Si mis palabras tuvieran vida propia, te dirían sin reservas y en ebullición, los deseos incesantes de este corazón mío.
Si este corazón mío tuviera vida propia, se desbocaría en un mar de besos y caricias desesperadas que te dejarían sin respiración.
Si mi respiración tuviera vida propia en todo momento, delataría el llanto oprimido que mis ojos se esfuerzan por ocultar.
Si mis ojos tuvieran vida propia, caerían derretidos en el frenesí de mirarte a cada instante siendo todo lo que sé que eres pero te niegas a creer.
Si tan sólo creer fuese igual a crear, crearía un mundo sólo para nosotros donde todo sea más sencillo, o mejor, uno para mí.
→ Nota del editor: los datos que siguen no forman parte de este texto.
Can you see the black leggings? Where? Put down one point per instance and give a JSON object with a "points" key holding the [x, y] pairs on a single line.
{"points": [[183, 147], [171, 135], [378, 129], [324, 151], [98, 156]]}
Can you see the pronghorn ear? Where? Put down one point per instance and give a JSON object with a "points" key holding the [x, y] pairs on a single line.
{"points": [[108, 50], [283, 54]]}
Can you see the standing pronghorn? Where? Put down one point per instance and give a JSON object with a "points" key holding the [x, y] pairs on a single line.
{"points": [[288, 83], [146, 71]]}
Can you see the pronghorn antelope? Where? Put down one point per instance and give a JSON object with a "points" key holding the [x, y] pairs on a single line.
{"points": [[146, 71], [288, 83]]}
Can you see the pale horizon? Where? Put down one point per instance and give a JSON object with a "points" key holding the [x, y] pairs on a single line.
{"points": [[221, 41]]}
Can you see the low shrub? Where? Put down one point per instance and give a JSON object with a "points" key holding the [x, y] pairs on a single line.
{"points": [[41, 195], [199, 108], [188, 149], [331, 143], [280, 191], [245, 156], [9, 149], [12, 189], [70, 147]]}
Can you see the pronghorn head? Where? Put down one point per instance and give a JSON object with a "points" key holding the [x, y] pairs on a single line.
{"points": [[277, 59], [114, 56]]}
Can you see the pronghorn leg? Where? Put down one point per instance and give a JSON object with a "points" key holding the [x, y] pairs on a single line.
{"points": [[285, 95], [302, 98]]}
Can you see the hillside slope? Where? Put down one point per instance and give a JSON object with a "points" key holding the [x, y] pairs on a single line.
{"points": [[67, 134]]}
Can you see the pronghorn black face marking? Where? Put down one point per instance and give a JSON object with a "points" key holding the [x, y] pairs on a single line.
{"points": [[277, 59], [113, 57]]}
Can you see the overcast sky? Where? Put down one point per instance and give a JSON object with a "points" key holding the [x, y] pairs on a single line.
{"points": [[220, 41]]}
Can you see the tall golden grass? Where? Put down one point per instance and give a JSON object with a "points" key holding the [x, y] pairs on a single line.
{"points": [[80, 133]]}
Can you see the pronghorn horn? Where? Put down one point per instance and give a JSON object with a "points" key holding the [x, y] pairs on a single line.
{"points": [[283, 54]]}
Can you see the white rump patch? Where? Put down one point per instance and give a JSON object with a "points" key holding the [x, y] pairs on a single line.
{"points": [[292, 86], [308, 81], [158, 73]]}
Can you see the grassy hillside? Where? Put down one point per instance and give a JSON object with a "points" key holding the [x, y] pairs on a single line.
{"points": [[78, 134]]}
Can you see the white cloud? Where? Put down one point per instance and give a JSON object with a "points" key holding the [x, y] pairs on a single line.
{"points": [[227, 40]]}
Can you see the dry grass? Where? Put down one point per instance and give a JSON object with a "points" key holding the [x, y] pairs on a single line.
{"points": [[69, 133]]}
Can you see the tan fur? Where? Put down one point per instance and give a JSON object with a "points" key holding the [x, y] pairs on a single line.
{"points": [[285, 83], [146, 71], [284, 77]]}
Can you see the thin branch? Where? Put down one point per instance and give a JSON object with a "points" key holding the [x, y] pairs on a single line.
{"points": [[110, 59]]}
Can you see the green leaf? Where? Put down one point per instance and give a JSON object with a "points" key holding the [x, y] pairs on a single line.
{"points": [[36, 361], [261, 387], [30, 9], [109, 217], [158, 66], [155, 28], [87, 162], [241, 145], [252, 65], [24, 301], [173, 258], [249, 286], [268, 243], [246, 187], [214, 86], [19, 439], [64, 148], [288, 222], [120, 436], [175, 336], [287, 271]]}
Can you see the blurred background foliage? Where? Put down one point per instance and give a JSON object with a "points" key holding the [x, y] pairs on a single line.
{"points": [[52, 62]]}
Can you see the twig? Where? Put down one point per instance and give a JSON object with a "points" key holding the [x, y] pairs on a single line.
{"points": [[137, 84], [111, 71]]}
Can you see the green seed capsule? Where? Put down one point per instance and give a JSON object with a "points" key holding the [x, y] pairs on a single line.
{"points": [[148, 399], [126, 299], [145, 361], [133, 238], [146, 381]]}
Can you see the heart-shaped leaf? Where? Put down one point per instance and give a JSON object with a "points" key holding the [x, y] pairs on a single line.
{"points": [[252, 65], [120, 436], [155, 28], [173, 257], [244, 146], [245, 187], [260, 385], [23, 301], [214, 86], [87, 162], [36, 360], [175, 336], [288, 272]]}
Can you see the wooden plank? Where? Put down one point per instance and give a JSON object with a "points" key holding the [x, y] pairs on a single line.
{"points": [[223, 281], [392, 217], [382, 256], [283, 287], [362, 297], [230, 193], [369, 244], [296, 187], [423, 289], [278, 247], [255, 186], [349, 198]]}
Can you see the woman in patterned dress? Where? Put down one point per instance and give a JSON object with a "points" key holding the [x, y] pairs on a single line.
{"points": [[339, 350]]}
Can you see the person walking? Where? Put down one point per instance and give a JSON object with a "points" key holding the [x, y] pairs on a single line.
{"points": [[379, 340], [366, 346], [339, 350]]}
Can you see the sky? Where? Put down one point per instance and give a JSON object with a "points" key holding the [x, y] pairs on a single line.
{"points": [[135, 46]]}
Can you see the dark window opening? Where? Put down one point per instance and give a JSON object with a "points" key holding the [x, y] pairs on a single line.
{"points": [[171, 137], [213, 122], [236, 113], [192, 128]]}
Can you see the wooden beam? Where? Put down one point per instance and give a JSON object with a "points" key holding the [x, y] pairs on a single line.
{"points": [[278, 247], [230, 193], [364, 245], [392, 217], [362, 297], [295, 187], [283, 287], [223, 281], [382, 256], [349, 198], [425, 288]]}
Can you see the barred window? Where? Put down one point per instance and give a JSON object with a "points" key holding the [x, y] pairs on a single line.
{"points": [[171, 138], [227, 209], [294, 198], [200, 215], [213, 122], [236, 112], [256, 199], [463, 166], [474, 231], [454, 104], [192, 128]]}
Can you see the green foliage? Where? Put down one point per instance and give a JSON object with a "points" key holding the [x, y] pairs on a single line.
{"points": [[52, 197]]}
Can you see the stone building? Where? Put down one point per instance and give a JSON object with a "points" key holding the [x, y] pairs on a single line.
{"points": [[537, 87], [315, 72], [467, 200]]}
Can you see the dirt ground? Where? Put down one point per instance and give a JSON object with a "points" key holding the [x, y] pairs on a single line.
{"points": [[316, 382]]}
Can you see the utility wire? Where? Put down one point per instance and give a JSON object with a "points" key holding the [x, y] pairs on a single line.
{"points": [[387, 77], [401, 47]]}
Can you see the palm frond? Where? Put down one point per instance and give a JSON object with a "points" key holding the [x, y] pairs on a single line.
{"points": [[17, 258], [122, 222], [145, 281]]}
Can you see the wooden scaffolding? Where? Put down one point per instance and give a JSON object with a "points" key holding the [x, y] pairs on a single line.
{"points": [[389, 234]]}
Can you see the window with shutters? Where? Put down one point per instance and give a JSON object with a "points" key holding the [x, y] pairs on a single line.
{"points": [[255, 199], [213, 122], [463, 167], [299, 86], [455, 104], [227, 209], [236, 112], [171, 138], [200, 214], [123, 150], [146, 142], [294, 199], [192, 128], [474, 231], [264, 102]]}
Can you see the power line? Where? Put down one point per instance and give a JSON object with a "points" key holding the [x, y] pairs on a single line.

Donde el amor fuese simple, cercano, sano, intenso, completo, consciente, puro, inocente, leal y sólo mío.
Si quizás, el amor de otro fuese suficiente para curarlo a uno... o el amor de uno suficiente para curar a otro, los amantes como yo viviríamos en un mundo más sencillo, pues nuestro amor sería suficiente para todos. Pero no.
Si tal vez, te vieras desde mi mundo, mis ojos, mi alma... desde mi amor, sabrías todo lo que duele verte consumido por la niebla que creas en tu mente.
Si tan solo supieras todo lo que florece en mi cuando te acercas, posiblemente saldrías huyendo y lo entiendo; yo también me asustaría si viera flores nacer de las cenizas.